ORA recommended that AVR establish a reduced rate program for low-income customers on the basis that Section 739.8 of the Public Utilities Code requires the Commission to consider rate relief programs for low-income ratepayers. ORA's proposed program would provide a 50% service charge discount for residential customers who meet federal poverty guidelines. This means that one or two-person households with a household income level of $22,000 or less would qualify for the discount. Larger household sizes with threshold incomes at unspecified higher income levels would also qualify. ORA also recommended that AVR establish a memorandum account to track revenues and expenses associated with this program so that AVR may recover program costs and lost revenues from its other customers in the future.
ORA's proposal is premature because it did not conduct any study to determine the feasibility of its proposal, let alone know what percentage of AVR customers would qualify for the proposed program. However, it conceded that if a disproportionate percentage of customers qualify for this program, the program would be impractical and should not be implemented.47
Based on the evidence in this proceeding it is impossible to evaluate whether ORA's reduced rate program for low-income customers is practical or would create an undue economic burden on AVR's remaining customers.
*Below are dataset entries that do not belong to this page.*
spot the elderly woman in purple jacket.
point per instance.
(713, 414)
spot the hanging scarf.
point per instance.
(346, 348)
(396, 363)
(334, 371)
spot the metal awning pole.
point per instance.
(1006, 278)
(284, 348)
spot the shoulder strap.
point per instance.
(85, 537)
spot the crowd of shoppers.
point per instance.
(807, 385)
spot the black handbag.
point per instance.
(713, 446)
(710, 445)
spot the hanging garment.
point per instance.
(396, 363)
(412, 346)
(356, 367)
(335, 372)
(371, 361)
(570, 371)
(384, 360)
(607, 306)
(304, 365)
At the very least, customer demographic information is needed to assess the viability of such a program. Absent such information we must reject ORA's proposal. However, we are interested in programs that provide reduced rates for low-income customers. Therefore, AVR should gather demographic information about its customers and study the feasibility of offering reduced rate programs for its low-income customers and include those results in its next GRC filing.